O Livro dos Espíritos está cheio de informações essenciais em torno da vida e do que a cada um cabe realizar na vida. Num primeiro momento, reporta-se ao indivíduo em si, para proclamar que somos Espíritos imortais e os Espíritos são responsáveis pelo progresso uns dos outros. Essa honrosa atribuição que recebemos do Criador se amplia quando o livro citado se reporta aos fundamentos da encarnação. Entre os objetivos da encarnação, enumerados na resposta à questão 132, está um detalhe que pode ser identificado como missão específica de cada um de nós: “Suportar a parte que lhe cabe na Obra da Criação”. Que quer isso dizer? Que há uma tarefa específica – por isso, missão -, que cabe a cada pessoa humana, na Obra da Criação Divina. Em outras palavras, Deus que expressou seu amor e excelsa confiança em cada um de nós ao criar-nos como seres imortais e dotados de recursos que acentuam nossa honrosa semelhança com o Criador, aguarda nossa parceria com Ele na senda da Criação, isto é, Deus nos ama como filhos e nos convoca como parceiros!

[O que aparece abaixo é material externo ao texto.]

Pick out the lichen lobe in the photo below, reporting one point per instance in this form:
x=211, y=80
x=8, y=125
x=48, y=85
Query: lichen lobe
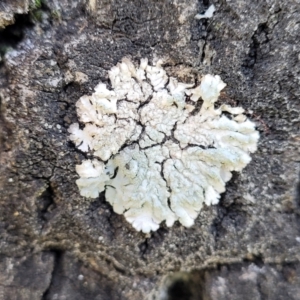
x=155, y=159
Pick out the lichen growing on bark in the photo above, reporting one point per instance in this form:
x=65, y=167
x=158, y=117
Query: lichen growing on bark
x=156, y=156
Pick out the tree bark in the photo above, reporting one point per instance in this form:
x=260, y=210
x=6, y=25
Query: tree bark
x=56, y=244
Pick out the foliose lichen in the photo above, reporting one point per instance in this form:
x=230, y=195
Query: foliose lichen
x=157, y=156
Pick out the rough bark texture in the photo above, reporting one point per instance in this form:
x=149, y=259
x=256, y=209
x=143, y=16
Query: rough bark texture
x=57, y=245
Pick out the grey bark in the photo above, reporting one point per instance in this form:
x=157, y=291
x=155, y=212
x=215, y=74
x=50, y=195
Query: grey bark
x=55, y=244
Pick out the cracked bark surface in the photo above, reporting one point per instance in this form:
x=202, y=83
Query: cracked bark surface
x=55, y=244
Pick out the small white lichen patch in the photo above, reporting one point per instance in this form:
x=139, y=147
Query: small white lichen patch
x=208, y=14
x=160, y=147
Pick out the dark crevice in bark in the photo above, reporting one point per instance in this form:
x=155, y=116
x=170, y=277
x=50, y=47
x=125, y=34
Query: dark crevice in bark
x=58, y=254
x=45, y=205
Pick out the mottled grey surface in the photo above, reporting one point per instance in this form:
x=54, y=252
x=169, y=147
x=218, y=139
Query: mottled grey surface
x=253, y=46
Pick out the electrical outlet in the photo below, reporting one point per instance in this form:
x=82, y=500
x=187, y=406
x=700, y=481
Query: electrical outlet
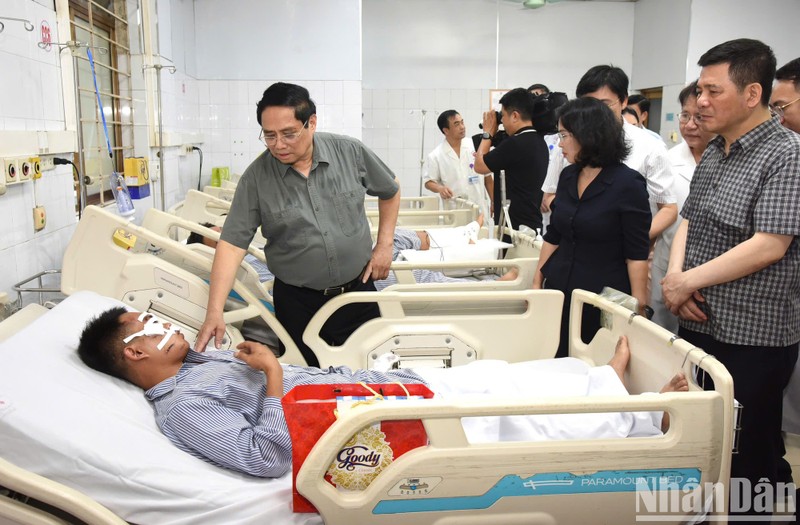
x=36, y=167
x=46, y=163
x=25, y=170
x=39, y=218
x=11, y=170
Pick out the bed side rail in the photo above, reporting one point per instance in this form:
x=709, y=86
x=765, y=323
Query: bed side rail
x=498, y=482
x=52, y=493
x=656, y=355
x=445, y=329
x=526, y=268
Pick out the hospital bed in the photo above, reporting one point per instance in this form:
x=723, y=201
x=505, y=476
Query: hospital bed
x=75, y=427
x=170, y=284
x=203, y=207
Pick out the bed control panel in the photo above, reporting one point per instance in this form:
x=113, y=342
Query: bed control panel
x=429, y=350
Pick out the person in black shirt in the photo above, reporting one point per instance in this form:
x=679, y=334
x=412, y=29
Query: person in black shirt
x=523, y=156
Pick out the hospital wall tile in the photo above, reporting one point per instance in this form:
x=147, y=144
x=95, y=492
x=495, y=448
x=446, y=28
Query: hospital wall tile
x=396, y=118
x=410, y=158
x=218, y=92
x=380, y=99
x=334, y=116
x=316, y=89
x=366, y=118
x=203, y=92
x=238, y=92
x=380, y=138
x=8, y=277
x=411, y=99
x=442, y=102
x=355, y=132
x=412, y=118
x=351, y=93
x=458, y=99
x=351, y=116
x=396, y=99
x=380, y=118
x=333, y=92
x=474, y=100
x=395, y=138
x=427, y=99
x=412, y=138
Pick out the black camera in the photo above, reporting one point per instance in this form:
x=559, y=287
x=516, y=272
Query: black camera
x=499, y=120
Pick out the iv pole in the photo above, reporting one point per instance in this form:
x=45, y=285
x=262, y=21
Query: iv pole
x=422, y=151
x=74, y=46
x=171, y=69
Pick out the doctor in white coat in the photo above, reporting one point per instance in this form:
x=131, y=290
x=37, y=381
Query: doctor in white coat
x=684, y=158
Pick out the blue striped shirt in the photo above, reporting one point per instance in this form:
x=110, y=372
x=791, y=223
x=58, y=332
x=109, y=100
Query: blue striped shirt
x=216, y=408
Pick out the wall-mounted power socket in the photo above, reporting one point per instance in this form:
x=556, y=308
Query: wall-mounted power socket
x=36, y=167
x=39, y=218
x=46, y=162
x=25, y=169
x=11, y=170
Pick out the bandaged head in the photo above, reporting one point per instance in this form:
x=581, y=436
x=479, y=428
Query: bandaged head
x=153, y=326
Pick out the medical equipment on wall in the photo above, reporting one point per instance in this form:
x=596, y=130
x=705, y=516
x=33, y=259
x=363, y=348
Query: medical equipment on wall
x=171, y=69
x=137, y=177
x=27, y=23
x=74, y=46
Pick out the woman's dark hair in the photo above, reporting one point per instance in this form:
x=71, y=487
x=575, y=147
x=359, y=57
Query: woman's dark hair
x=101, y=345
x=597, y=130
x=287, y=95
x=629, y=111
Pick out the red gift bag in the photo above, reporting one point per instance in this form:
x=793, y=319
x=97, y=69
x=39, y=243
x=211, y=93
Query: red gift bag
x=310, y=410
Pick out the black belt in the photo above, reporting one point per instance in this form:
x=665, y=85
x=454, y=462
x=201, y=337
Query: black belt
x=338, y=290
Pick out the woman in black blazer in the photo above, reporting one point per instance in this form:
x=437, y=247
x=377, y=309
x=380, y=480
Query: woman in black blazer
x=598, y=233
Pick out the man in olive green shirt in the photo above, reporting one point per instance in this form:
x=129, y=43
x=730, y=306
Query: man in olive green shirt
x=306, y=192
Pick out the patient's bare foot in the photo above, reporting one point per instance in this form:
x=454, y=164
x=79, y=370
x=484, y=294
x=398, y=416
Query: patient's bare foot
x=510, y=275
x=424, y=240
x=678, y=383
x=622, y=354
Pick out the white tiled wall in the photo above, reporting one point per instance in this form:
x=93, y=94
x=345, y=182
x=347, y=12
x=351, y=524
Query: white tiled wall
x=393, y=125
x=31, y=100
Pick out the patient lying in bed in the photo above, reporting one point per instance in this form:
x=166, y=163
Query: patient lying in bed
x=225, y=407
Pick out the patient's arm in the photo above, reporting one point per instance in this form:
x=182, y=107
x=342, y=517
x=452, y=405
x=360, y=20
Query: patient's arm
x=205, y=427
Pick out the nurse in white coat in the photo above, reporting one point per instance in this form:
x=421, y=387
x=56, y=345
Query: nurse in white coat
x=684, y=158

Compreendemos, então, melhor o esforço de Jesus para despertar no coração do homem o que nós representamos no mundo: “Vós sois a luz do mundo”, o sal da Terra. E mais: Não se constroem cidades no alto do monte para serem escondidas. Linguagem simbólica que revela quem somos e o nosso dever de autoconhecimento, como nos alerta o filósofo ao citar uma inscrição no Oráculo de Delfos, frase seminal da própria Filosofia: “Conhece-te a ti mesmo!”Ainda o surpreendente livro insere a questão de número 625, que indaga: “Qual o tipo mais perfeito que Deus tem oferecido ao homem para lhe servir de guia e modelo?”. Os Espíritos, em nome da Verdade, sintetizam a resposta numa só palavra: Jesus!

Jesus é guia e é modelo. Vem daí a ideia da imitação de Cristo, que Thomas Menfis, no longínquo Século XVI, converte em livro ainda hoje disponível, E em que consiste a imitação de Cristo? Consiste em amar, perdoar e servir. Tal é, para nós, espíritas, um dever irrenunciável. Conhecendo a responsabilidade difusa de nos ajudarmos uns aos outros na senda do progresso, sabendo, por conseqüência, que não haverá progresso que nos felicite a vida sem que tenhamos oferecido nossa colaboração ao progresso geral, é nosso dever indeclinável mitigar a dificuldade daqueles que nos acompanham na desafiante jornada da vida. Esta é a grande conquista do espírita-cristão. Ele se sabe espírito e inevitavelmente dará preferência aos aspectos espirituais da vida. Nos primórdios da militância espírita, tive o prazer de ler o livro O Cristianismo do Cristo e seus Vigários, autoria de Padre Alta, que me revelou um conceito que me encantou desde então: “Quem se dá não se esgota: Multiplica-se”.

O lema formulado pelo Codificador Allan Kardec, confirma a frase inspirada do sacerdote: Fora da Caridade, não há salvação. Caridade é um conceito síntese do amor em todas as suas manifestações. E salvação, na acepção espírita – diríamos até mesmo em sua acepção evangélica – é alcançar a saúde de espírito: sanidade e santidade são parônimos, isto é, têm a mesma etimologia. Por tais razões, não há Cristianismo sem Cristo, da mesma forma que não se admite o Centro Espírita sem ações solidárias constantes: o copo d’água que mitigue a sede dos que batem à sua porta; o pão que amenize a fome, o acolhimento sincero, a palavra que educa e consola – versões do amor cristão, que gratificam o espírito, antecipando para hoje as recompensas que as religiões prometem para amanhã.

*O professor Humberto Vasconcelos é fundador-dirigente da Casa Espírita. Orador e articulista. Texto para o Blogdellas.